De même tout ce qui peut consolider le périmètre d’action de l’AMA et ne pas la réduire à des fonctions d’appui et de coordination doit être encouragé afin qu’elle dispose de la totalité du pilotage de la lutte contre le dopage.

L’actualité nous rappelle à l’urgence et à la constance de cette lutte nécessaire. Nous venons précisément d’apprendre que l’AMA diligentera, à partir du mois de janvier 2015, une enquête sur la situation de la Russie sur la base de graves allégations de dopage présentées dans une série de documentaires de la télévision allemande.

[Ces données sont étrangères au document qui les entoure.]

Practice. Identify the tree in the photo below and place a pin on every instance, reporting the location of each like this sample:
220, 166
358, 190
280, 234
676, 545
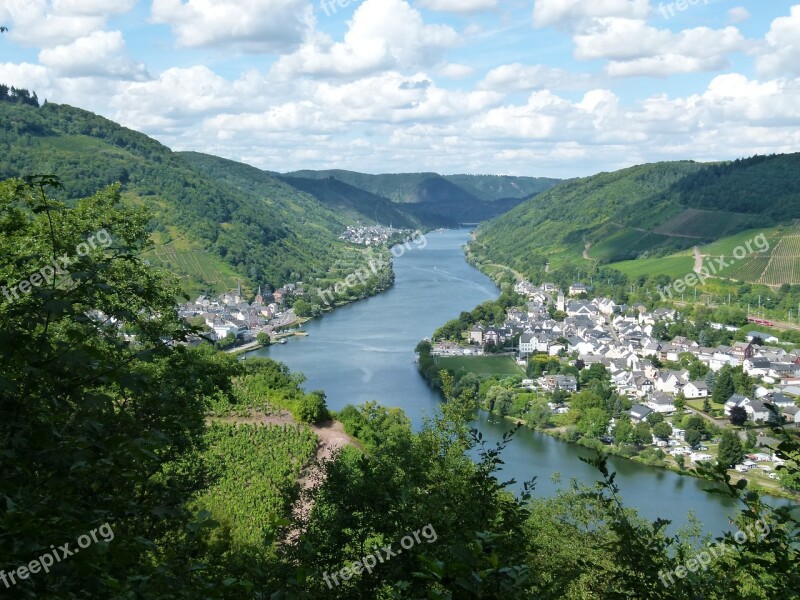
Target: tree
693, 437
724, 387
96, 429
302, 308
641, 434
313, 408
662, 431
738, 416
711, 381
623, 432
730, 449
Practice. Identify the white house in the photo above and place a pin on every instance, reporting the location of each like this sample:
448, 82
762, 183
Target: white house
734, 401
695, 389
661, 403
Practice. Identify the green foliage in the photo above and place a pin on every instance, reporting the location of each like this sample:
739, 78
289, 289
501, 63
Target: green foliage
95, 428
254, 470
730, 451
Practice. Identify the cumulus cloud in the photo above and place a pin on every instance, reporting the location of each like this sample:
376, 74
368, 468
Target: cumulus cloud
573, 14
519, 77
242, 25
46, 23
738, 15
383, 35
779, 54
101, 54
458, 6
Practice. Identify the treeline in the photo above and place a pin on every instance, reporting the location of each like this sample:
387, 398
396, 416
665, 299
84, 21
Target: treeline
17, 95
102, 431
268, 232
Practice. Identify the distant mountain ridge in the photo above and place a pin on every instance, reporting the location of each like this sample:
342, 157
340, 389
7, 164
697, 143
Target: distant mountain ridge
438, 201
218, 222
644, 211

Tout ce qui permet de conforter l’éthique dans le sport doit être fait. Cependant, outre cette dimension, la lutte contre le dopage, la fraude, la triche, représente également un enjeu de santé publique, notamment vis-à-vis du sport amateur, dont les pratiquants ne sont pas épargnés par la tentation de la performance à tout prix au détriment de leur santé et de leur avenir.

Je me réjouis donc de la détermination de l’ensemble des parlementaires sur ces questions, car ce texte a été adopté à l’unanimité au Sénat et presque aussi unanimement au sein de notre commission. Aussi le groupe SRC souhaite-t-il que ce projet de loi soit adopté dans les mêmes conditions.